Paulo Odone – Não. O que eu posso fazer é excluí-los aqui do quadro social, como eu tenho feito. Agora, se o cara compra o ingresso e entra lá, eu não posso fazer nada.

ZH – Como a direção do clube desconhece que há pessoas proibidas pela Justiça de entrar?

Odone – Isso quem tem de fazer é a Justiça. Determinar o cumprimento. O que se faz na Europa, e se fazia aqui, é penalizar um cara desses: obrigá-lo em dias de jogos a se apresentar e ficar em uma delegacia. Ou na Brigada. É isso que se deve fazer.

ZH – Mas na Europa os clubes também cumprem sua parte, fiscalizando o acesso dos torcedores aos estádios.

Odone – Eu não tenho como impedir que um cara compre o ingresso e entre aqui. Juridicamente não tem como, pelo menos pelo que eu conheço. Quem pode fazer algo é o juiz, que emite a pena alternativa. Proibir por seis meses, um ano, o que o juiz achar. E, pior, mandar o cara se apresentar em um ambiente policial.

ZH – Temos cópia do documento no qual o juiz ordena que o clube fiscalize a entrada desses torcedores, conforme manda o Estatuto do Torcedor. O que o clube fez?

Odone – A única maneira de cumprir a decisão judicial, tu ligas para o juiz e podes dizer: “Olha, o presidente do Grêmio diz que a maneira única de controlar é penalizar esse réu a comparecer todos os dias de jogos, ele querendo ou não ir aos jogos, na Brigada ou na polícia. E pede para a autoridade policial prestar contas ao juiz”. Se o cara não for lá, manda prender, bota na penitenciária.

ZH – A lei determina que os clubes coloquem, em todos os portões de acesso ao estádio, a relação dos torcedores proibidos de entrar. Por que o Grêmio ignora a lei?

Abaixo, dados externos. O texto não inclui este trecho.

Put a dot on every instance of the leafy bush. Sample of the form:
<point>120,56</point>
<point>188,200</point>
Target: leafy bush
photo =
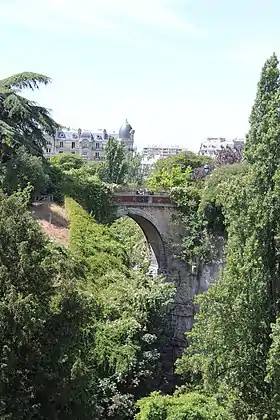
<point>191,406</point>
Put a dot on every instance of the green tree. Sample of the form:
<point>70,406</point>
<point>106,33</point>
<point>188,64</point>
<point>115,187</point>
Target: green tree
<point>45,346</point>
<point>183,161</point>
<point>134,170</point>
<point>67,161</point>
<point>231,340</point>
<point>23,122</point>
<point>127,232</point>
<point>188,406</point>
<point>93,194</point>
<point>129,327</point>
<point>115,166</point>
<point>23,169</point>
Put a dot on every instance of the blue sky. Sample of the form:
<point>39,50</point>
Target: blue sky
<point>179,70</point>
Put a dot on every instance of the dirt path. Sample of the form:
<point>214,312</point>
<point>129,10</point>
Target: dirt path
<point>53,219</point>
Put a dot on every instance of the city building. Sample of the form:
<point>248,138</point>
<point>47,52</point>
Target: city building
<point>161,152</point>
<point>90,144</point>
<point>150,154</point>
<point>211,145</point>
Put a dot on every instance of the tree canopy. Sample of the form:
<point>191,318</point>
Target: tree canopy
<point>23,122</point>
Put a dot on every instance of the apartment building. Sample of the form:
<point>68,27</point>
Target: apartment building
<point>211,145</point>
<point>161,152</point>
<point>90,144</point>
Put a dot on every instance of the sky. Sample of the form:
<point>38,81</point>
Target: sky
<point>178,70</point>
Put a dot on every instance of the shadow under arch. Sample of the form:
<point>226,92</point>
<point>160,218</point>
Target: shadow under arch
<point>151,233</point>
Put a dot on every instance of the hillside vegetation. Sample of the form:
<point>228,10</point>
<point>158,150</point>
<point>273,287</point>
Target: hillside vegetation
<point>83,331</point>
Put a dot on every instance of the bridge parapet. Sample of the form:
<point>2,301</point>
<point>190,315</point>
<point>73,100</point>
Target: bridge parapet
<point>129,198</point>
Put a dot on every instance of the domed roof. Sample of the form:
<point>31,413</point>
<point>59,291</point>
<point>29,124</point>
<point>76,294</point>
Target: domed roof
<point>125,131</point>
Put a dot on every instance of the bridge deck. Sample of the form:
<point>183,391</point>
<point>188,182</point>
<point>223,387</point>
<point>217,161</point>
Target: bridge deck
<point>146,200</point>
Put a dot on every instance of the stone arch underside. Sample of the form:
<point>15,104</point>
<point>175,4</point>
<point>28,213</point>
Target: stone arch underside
<point>151,231</point>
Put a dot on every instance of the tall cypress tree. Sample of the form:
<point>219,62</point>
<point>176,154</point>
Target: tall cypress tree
<point>231,340</point>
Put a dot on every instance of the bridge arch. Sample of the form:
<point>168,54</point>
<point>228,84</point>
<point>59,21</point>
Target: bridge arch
<point>151,230</point>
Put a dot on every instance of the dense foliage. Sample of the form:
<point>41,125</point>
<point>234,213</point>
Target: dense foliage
<point>83,330</point>
<point>43,321</point>
<point>187,406</point>
<point>234,339</point>
<point>23,122</point>
<point>129,327</point>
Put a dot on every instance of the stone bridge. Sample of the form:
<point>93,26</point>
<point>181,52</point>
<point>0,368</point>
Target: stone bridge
<point>156,215</point>
<point>159,219</point>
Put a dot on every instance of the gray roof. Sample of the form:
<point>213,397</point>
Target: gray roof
<point>125,131</point>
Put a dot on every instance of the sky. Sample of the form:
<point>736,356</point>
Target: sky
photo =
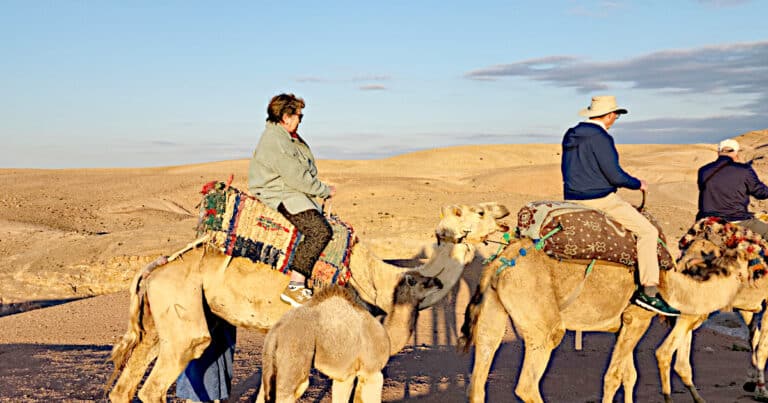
<point>156,83</point>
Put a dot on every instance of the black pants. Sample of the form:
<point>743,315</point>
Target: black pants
<point>317,233</point>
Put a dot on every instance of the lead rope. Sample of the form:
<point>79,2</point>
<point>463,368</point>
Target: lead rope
<point>539,245</point>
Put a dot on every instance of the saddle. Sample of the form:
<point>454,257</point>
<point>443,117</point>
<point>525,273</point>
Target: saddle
<point>569,231</point>
<point>241,226</point>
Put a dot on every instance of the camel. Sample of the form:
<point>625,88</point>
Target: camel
<point>748,301</point>
<point>167,323</point>
<point>340,338</point>
<point>545,297</point>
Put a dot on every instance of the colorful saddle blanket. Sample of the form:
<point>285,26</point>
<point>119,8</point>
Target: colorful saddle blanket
<point>242,226</point>
<point>572,231</point>
<point>727,235</point>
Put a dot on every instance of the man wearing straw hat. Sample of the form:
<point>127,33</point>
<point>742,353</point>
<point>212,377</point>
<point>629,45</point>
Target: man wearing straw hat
<point>591,176</point>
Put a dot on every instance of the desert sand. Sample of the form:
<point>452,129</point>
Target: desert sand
<point>71,240</point>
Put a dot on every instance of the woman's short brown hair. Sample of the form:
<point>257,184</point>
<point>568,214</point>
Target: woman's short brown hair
<point>283,104</point>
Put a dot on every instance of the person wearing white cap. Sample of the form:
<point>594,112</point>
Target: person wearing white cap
<point>591,176</point>
<point>725,186</point>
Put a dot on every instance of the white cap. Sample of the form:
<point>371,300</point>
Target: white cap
<point>728,144</point>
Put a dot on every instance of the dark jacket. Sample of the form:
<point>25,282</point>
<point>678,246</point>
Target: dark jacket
<point>590,164</point>
<point>724,189</point>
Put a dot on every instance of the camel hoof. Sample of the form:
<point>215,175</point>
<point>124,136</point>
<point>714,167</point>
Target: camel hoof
<point>761,395</point>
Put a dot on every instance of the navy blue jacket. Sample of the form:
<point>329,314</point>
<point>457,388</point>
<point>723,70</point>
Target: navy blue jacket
<point>724,189</point>
<point>590,164</point>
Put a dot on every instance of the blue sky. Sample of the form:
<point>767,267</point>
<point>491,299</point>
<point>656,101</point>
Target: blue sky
<point>147,83</point>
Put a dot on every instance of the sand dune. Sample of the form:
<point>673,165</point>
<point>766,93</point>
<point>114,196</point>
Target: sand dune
<point>84,232</point>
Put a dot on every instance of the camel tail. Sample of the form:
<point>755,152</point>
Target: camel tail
<point>487,279</point>
<point>269,371</point>
<point>467,338</point>
<point>121,352</point>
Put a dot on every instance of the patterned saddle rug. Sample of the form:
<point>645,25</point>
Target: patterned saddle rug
<point>572,231</point>
<point>726,235</point>
<point>241,226</point>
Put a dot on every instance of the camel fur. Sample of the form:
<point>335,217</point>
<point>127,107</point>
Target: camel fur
<point>342,340</point>
<point>545,297</point>
<point>167,323</point>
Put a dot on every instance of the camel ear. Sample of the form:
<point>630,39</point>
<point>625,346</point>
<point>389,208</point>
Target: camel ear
<point>411,281</point>
<point>496,210</point>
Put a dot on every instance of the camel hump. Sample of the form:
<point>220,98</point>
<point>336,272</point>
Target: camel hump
<point>713,247</point>
<point>242,226</point>
<point>572,231</point>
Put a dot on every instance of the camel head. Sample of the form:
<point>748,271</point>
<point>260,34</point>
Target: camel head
<point>703,259</point>
<point>413,288</point>
<point>471,224</point>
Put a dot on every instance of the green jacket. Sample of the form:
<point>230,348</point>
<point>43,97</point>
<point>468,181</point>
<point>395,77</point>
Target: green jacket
<point>283,170</point>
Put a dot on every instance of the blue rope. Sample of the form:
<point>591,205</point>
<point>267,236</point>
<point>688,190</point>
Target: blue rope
<point>509,262</point>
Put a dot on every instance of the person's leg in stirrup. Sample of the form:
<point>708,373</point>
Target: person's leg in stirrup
<point>317,233</point>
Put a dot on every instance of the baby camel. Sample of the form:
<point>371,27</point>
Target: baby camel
<point>343,341</point>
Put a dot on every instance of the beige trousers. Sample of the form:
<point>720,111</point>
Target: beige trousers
<point>647,235</point>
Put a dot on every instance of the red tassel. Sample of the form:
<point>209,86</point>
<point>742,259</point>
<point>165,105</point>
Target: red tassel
<point>208,187</point>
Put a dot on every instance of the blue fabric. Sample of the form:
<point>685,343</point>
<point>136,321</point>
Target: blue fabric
<point>590,164</point>
<point>725,187</point>
<point>210,376</point>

Odone – Aí tu vais ter de falar com meu jurídico, eu não sei te responder se isso é viável.

ZH – É viável, é o que manda a lei. E as câmeras? O Grêmio tem um sistema de monitoramento que poderia ser usado. Por que isso não é feito?

Odone – Todas essas câmeras estão localizadas em um centro, que é acompanhado pela Brigada Militar e está à disposição do juizado. É uma salinha onde as imagens passam ao vivo. Eles podem fazer a intervenção na hora. Agora, é impossível em um jogo com 30 mil, 40 mil pessoas ter funcionários do Grêmio olhando isso na multidão. Não tenho como.